Workshop Overview
Workshop Scope
- All types of general-purpose processor legacy-software optimizations for HPC,
- Changes to (collective) communication algorithms or implementations to enable the use of different numerical methods (for example: Lagrangian vs. Eulerian),
- Accelerating of pre-/post-processing in a scientific workflows or axillary tools used in HPC environments,
- Improved maintainability and performance through the use of existing production libraries,
- Revisiting and applying modern compiler (flag) techniques, performance analysis tools, moderate usage of OpenMP pragmas, etc., for performance gains,
- Manual code refactoring, such as loop transformations or changing data structures, to acknowledge the shifting ratio in memory vs. compute capabilities of modern architectures, and
- Using mixed or adaptive precision wherever possible.

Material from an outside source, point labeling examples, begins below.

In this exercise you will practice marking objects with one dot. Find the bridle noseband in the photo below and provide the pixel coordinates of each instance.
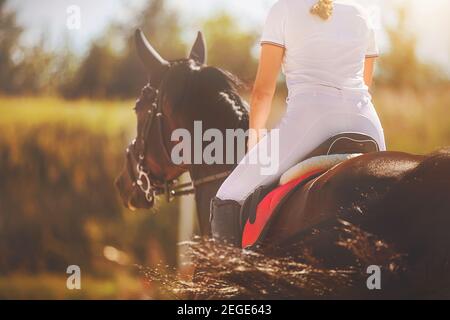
(144, 180)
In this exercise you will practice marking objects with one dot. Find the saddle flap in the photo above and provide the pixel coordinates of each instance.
(255, 228)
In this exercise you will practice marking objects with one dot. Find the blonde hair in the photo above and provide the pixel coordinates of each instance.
(323, 9)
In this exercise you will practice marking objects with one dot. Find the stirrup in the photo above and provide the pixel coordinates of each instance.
(225, 218)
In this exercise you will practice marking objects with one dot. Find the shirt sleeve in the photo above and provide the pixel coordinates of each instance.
(372, 48)
(273, 32)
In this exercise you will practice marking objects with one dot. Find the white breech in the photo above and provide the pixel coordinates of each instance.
(313, 115)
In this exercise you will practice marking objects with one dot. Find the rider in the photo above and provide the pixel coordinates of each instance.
(327, 50)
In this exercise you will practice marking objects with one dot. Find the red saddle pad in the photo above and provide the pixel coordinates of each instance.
(266, 208)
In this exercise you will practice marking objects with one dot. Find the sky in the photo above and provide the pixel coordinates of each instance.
(429, 19)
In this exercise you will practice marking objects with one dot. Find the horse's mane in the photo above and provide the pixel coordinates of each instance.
(207, 90)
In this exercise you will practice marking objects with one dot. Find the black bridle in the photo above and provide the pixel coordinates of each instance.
(144, 180)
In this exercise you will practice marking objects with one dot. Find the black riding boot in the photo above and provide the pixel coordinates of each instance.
(225, 217)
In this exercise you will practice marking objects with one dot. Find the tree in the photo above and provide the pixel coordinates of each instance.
(400, 66)
(230, 47)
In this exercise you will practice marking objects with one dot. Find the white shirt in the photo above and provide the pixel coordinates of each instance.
(321, 52)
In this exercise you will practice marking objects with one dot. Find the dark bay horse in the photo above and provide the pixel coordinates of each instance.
(402, 198)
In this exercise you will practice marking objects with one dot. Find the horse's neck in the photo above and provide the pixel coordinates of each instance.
(205, 192)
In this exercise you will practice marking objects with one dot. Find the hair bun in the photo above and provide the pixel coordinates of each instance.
(323, 9)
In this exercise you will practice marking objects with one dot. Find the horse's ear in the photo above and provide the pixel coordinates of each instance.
(198, 51)
(153, 62)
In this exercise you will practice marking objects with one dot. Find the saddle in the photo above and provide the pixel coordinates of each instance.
(261, 207)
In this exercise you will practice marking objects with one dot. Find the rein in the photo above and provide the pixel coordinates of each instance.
(145, 181)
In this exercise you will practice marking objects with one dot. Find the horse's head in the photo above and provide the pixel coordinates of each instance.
(179, 93)
(148, 169)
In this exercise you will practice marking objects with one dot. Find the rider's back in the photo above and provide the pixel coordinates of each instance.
(321, 52)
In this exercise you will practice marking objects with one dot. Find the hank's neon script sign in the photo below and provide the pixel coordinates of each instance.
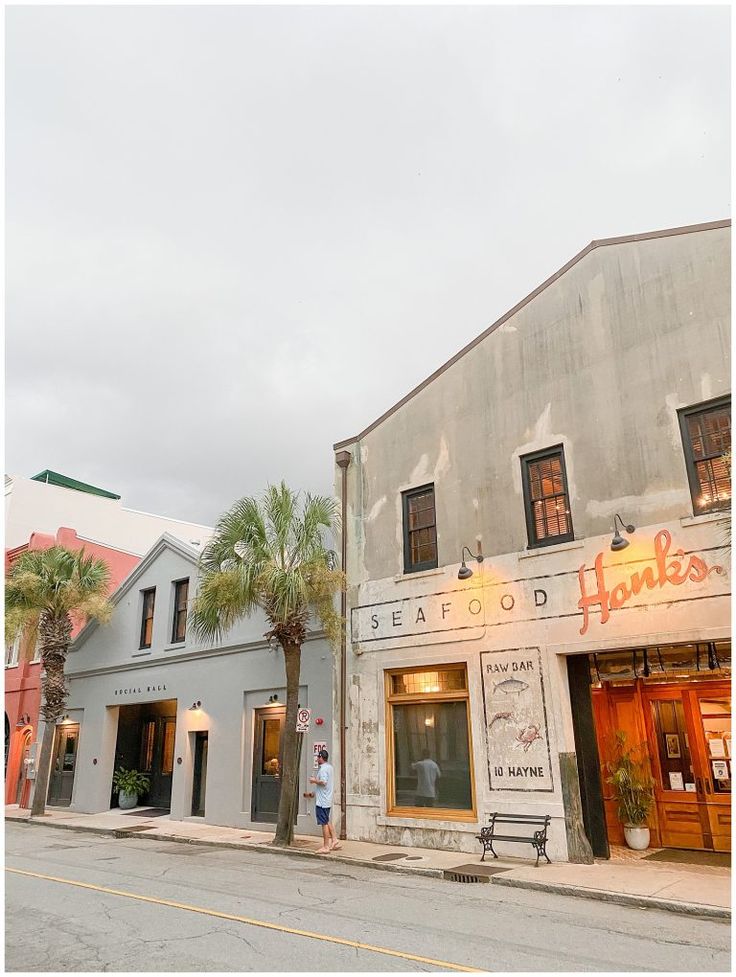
(668, 569)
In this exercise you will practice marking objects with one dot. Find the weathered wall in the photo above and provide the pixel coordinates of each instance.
(600, 362)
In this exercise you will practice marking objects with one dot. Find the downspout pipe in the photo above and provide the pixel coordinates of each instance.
(343, 459)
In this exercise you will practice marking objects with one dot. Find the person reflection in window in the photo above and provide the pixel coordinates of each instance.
(428, 773)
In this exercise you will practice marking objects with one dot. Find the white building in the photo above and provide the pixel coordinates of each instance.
(48, 500)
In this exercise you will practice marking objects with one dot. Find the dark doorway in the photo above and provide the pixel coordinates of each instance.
(586, 748)
(267, 750)
(62, 765)
(146, 739)
(200, 774)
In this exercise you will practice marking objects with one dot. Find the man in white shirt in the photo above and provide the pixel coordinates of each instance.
(428, 773)
(323, 802)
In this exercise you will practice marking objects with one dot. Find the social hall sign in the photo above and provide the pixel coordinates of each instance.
(517, 734)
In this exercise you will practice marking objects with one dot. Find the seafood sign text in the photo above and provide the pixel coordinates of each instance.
(667, 570)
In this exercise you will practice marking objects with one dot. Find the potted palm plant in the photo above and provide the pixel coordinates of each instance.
(129, 784)
(633, 788)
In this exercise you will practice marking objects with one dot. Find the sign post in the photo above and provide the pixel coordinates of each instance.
(303, 718)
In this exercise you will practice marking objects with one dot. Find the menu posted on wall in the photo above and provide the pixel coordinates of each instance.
(517, 735)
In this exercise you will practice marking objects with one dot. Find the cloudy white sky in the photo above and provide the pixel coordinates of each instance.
(237, 235)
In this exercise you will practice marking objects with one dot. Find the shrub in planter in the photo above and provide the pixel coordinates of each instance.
(129, 784)
(633, 788)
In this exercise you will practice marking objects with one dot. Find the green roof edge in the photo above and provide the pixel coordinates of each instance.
(54, 478)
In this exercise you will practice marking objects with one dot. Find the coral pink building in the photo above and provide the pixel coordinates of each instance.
(23, 667)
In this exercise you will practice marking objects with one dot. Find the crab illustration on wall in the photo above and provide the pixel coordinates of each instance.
(526, 736)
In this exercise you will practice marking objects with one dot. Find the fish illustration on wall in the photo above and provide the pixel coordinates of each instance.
(500, 715)
(511, 686)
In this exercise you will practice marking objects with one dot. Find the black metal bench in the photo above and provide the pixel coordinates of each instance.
(536, 838)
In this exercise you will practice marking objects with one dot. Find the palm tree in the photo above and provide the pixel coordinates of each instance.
(48, 592)
(271, 555)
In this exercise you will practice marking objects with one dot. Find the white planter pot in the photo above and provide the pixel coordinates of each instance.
(637, 836)
(126, 801)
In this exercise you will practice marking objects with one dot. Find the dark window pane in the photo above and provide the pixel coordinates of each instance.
(547, 499)
(709, 432)
(431, 756)
(420, 530)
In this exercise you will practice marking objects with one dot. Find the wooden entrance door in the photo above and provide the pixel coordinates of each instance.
(267, 759)
(157, 758)
(62, 765)
(689, 729)
(712, 707)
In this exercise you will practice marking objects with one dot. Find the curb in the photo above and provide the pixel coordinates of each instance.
(436, 873)
(621, 898)
(555, 888)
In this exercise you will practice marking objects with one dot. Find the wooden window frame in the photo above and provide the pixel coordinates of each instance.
(406, 497)
(392, 699)
(718, 403)
(175, 639)
(144, 595)
(526, 461)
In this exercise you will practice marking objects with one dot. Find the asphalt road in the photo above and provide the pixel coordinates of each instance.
(56, 926)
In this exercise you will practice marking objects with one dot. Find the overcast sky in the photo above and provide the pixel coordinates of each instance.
(237, 235)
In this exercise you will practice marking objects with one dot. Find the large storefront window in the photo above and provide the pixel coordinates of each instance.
(429, 747)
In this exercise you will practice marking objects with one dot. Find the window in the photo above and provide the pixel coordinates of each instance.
(420, 530)
(149, 599)
(429, 773)
(181, 595)
(12, 650)
(546, 502)
(706, 439)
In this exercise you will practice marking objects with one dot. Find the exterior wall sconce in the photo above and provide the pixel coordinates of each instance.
(464, 573)
(618, 542)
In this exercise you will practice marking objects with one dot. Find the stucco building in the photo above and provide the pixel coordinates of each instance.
(604, 393)
(23, 665)
(204, 722)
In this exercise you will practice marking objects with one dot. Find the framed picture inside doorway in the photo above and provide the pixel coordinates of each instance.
(673, 746)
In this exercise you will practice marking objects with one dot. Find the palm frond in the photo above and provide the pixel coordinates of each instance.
(273, 554)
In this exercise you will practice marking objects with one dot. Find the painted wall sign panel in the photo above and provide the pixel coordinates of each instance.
(517, 733)
(657, 573)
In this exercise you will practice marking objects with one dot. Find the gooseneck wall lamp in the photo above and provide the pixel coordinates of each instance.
(464, 573)
(618, 542)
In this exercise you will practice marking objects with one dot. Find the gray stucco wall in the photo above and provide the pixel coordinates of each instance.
(107, 670)
(600, 362)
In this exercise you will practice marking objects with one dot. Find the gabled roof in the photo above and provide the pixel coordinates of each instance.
(165, 542)
(603, 242)
(64, 481)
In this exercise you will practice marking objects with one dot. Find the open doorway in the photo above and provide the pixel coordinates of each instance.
(676, 701)
(145, 742)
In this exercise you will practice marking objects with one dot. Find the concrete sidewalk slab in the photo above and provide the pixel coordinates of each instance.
(689, 889)
(658, 885)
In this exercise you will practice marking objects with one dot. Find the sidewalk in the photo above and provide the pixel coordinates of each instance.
(689, 889)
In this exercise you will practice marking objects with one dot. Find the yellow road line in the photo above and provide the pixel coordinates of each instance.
(442, 964)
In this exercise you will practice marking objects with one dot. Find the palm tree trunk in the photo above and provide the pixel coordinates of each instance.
(290, 774)
(55, 634)
(43, 771)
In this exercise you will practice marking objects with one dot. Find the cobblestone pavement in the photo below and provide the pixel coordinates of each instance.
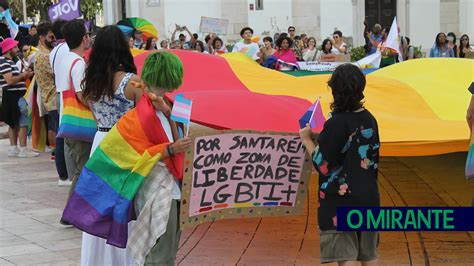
(31, 204)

The list of contributions which we consider to be outside the focus of this workshop's theme, due to the fact that already many venues for such contributions exist, are:
- Software ported and tailored to specific hardware (unless these changes benefit all state-of-the-art HPC architectures),
- Application auto-tuned for dedicated hardware,
- Proposals of entirely new optimization techniques, and
- Entire scientific software translated to another language, e.g. a conventional language such as C++, or a custom domain-specific language (with the exception to pre-/post-processing frameworks if it shows profound performance benefits).
Workshop Organization
- Mohamed Wahib (RWBC-OIL, AIST, Japan)
- Jens Domke (R-CCS, RIKEN, Japan)
- Artur Podobas (R-CCS, RIKEN, Japan)
- Andreas Knüpfer (ZIH, TU Dresden, Germany)
- Anshu Dubey (ANL, USA)
- Barna Bihari (LC, LLNL, USA)
- Bernd Mohr (JSC, FZJ, Germany)
- Dali Wang (CCSI, ORNL, USA)
- Daniel Molka (DLR, Germany)
- Didem Unat (Koç University, Turkey)
- Hisashi Yashiro (R-CCS, RIKEN, Japan)
- Saurabh Chawdhary (ANL, USA)
- Seyong Lee (ORNL, USA)
Important Dates
- Release 1st CFP: December 19, 2018
Submission deadline: April 18, 2019 (23:59, AOE)- Final Submission Deadline: April 25, 2019 (23:59, AOE; No extensions!)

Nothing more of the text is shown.